NOTE: Relative to reference designs from the PCF v1.xx days, these static networks have a smaller host address space assigned. With NSX-T, you will find that building for many dynamically assigned networks is a better strategy than a few, very large networks as in the past.

● Infrastructure - 192.168.1.0/24 ● Deployment - 192.168.2.0/24 ● Services - 192.168.3.0/24

The Services network is handy for use with Ops Manager tiles that you might add in addition to PAS. You can think of the Services network as the “everything else not PAS” network. Some of these tiles can call for additional network capacity to grow into on demand. Historically, we’ve allowed for a network called “Dynamic Services” for this use. Going forward, it is recommended that you consider adding a network per tile that would need this and pair them up in the tile’s config. For Example:

● OD-Services# - 192.168.4.0 - 192.168.9.0 in /24 segments Example: Redis tile asks for “Network” and “Services Network”. The first one is for placing the broker and the second one is for deploying worker VMs to support the service. For this we would deploy a new network “OD-Services1” and tell Redis to use the “Services” network for the broker and the “OD-Services1” network for the workers. The next tile can also use “Services” for the broker and a new “OD-Services2” network for workers, and so on.

● Isolation Segments - 192.168.10.0- 192.168.63.0 in /24 segments

9

https://docs.pivotal.io/runtimes/pks/1-2/

Isolation Segments can be added quickly and easily to an existing PAS installation. This range of address space is designated for use when adding one of more of them. A new /24 network for this range should be deployed for each new Isolation Segment. There’s reserved capacity for >50 Isolation Segments of >250 VMs per in this address bank.

● PAS Dynamic Orgs - 192.168.128.0/17 = 128 orgs/foundation

New to the PCF 2.x reference design is the concept of dynamically assigned Org networks that are attached to automatically generated NSX-T Tier-1 routers, a benefit of NSX-T. The operator doesn’t define these networks in Ops Manager, but rather allows for them to get built by supplying a non-overlapping block of address space for this purpose. This is configurable in NCP Configuration in the NSX-T tile in Ops Manager. The default is /24 (every Org gets a new /24). This reference uses a pattern that follows previous references, with the main difference being all networks break on the /24 boundary (for easier CIDR math) and the network octet is now numerically sequential (1-2-3).

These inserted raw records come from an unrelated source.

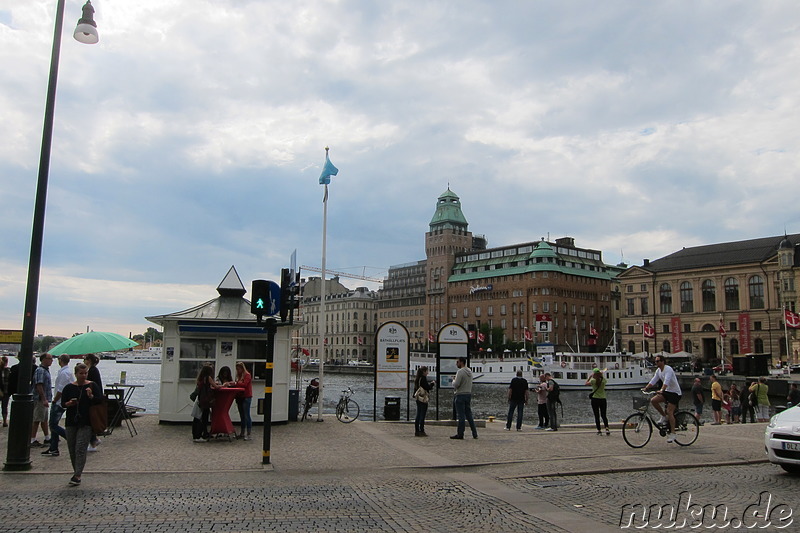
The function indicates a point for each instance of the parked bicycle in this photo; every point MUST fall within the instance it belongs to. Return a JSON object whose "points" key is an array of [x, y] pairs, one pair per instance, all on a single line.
{"points": [[312, 395], [638, 428], [347, 409]]}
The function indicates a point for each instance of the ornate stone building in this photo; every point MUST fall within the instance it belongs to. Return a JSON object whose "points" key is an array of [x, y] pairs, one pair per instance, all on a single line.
{"points": [[685, 297]]}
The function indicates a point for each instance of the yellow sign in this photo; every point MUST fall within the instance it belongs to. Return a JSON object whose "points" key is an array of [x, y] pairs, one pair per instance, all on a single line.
{"points": [[10, 336]]}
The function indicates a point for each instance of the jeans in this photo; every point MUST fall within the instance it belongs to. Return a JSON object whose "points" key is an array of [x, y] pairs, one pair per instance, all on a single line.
{"points": [[519, 407], [246, 422], [552, 415], [599, 409], [78, 438], [56, 411], [464, 411], [419, 421], [544, 418]]}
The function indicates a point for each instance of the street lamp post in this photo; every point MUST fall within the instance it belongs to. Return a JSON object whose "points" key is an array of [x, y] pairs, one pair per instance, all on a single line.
{"points": [[18, 456]]}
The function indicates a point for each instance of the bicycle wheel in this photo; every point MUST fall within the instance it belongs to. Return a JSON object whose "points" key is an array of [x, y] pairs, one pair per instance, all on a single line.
{"points": [[637, 430], [348, 411], [687, 429]]}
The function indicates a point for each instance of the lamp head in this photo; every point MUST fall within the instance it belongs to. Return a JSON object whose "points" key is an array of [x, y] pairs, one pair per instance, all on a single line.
{"points": [[86, 30]]}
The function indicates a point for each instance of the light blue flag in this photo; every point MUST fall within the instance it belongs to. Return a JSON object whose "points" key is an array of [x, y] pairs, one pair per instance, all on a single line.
{"points": [[327, 171]]}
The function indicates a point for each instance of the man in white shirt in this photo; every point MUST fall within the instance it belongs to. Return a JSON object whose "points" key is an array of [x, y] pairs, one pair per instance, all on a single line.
{"points": [[670, 393]]}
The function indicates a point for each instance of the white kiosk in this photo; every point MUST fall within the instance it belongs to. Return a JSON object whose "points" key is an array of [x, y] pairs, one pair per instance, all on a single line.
{"points": [[221, 332]]}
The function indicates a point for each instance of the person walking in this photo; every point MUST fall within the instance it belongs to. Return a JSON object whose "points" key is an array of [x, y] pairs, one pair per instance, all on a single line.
{"points": [[77, 397], [422, 388], [517, 398], [761, 390], [63, 378], [202, 405], [5, 393], [462, 398], [541, 402], [698, 399], [553, 400], [716, 400], [91, 361], [42, 391], [598, 397], [244, 380]]}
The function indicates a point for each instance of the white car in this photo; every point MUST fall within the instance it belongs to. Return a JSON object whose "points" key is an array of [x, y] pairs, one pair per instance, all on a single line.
{"points": [[782, 439]]}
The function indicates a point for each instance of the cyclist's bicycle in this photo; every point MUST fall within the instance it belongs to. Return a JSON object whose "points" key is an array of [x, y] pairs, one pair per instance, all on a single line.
{"points": [[638, 428], [312, 395], [347, 409]]}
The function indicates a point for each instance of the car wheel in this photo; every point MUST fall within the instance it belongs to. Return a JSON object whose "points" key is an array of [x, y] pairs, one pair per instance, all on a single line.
{"points": [[792, 469]]}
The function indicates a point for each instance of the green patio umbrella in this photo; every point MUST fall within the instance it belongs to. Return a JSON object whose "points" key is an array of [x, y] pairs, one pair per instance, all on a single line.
{"points": [[93, 342]]}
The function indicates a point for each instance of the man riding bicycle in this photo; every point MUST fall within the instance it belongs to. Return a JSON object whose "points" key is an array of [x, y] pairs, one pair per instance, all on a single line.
{"points": [[670, 393]]}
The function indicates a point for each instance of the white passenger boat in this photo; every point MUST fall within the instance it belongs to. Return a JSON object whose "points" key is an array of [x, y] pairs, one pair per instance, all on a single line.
{"points": [[147, 357], [570, 370]]}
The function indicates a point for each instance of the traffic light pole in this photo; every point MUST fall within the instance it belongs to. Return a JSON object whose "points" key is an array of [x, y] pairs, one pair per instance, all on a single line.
{"points": [[271, 327]]}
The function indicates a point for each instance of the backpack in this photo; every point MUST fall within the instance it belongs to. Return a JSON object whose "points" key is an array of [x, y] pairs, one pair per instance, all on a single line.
{"points": [[554, 395]]}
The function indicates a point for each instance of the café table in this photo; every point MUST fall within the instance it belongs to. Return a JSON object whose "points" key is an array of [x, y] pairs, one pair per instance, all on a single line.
{"points": [[221, 424], [125, 392]]}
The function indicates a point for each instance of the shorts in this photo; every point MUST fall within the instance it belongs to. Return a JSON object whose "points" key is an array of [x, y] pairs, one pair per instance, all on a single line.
{"points": [[671, 397], [40, 412]]}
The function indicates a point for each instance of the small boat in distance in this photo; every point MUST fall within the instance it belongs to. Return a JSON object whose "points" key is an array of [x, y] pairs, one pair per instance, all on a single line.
{"points": [[151, 356]]}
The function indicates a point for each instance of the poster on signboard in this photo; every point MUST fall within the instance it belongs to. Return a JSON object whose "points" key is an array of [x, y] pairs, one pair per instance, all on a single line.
{"points": [[391, 365]]}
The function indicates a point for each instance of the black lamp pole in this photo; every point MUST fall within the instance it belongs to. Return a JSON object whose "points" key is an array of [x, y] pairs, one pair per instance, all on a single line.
{"points": [[18, 456]]}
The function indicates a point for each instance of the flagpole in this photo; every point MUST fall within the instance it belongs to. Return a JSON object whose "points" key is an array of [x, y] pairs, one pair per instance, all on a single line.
{"points": [[322, 321]]}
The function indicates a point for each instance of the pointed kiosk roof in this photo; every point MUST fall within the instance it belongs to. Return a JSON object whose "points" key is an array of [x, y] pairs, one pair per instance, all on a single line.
{"points": [[224, 312]]}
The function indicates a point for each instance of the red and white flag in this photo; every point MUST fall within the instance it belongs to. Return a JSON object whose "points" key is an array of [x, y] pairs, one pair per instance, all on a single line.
{"points": [[792, 319]]}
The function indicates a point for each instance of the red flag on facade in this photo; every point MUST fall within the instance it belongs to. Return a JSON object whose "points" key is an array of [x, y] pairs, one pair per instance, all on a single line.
{"points": [[792, 319]]}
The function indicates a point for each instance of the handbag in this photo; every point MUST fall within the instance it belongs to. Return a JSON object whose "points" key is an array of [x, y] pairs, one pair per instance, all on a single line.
{"points": [[98, 416]]}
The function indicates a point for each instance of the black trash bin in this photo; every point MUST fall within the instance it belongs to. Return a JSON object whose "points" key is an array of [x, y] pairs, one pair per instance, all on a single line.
{"points": [[391, 408], [294, 404]]}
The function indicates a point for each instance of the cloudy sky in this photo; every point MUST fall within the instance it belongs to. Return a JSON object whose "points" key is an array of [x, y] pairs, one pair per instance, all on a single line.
{"points": [[192, 136]]}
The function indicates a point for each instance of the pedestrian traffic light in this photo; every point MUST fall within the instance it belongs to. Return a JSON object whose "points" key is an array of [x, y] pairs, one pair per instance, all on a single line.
{"points": [[260, 298]]}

Network Requirements for PKS

● PKS Clusters 172.24.0.0/14 ● PKS Pods 172.28.0.0/14

New to PCF 2.x is Pivotal Container Service (PKS). When deploying PKS via Ops Manager, you must allow for two blocks of address space for dynamic networks that PKS will deploy per cluster and per namespace for pods. The recommended address spaces are distinctly different that that used with PAS, to give the operator a quick visual queue as to which jobs relate to which service.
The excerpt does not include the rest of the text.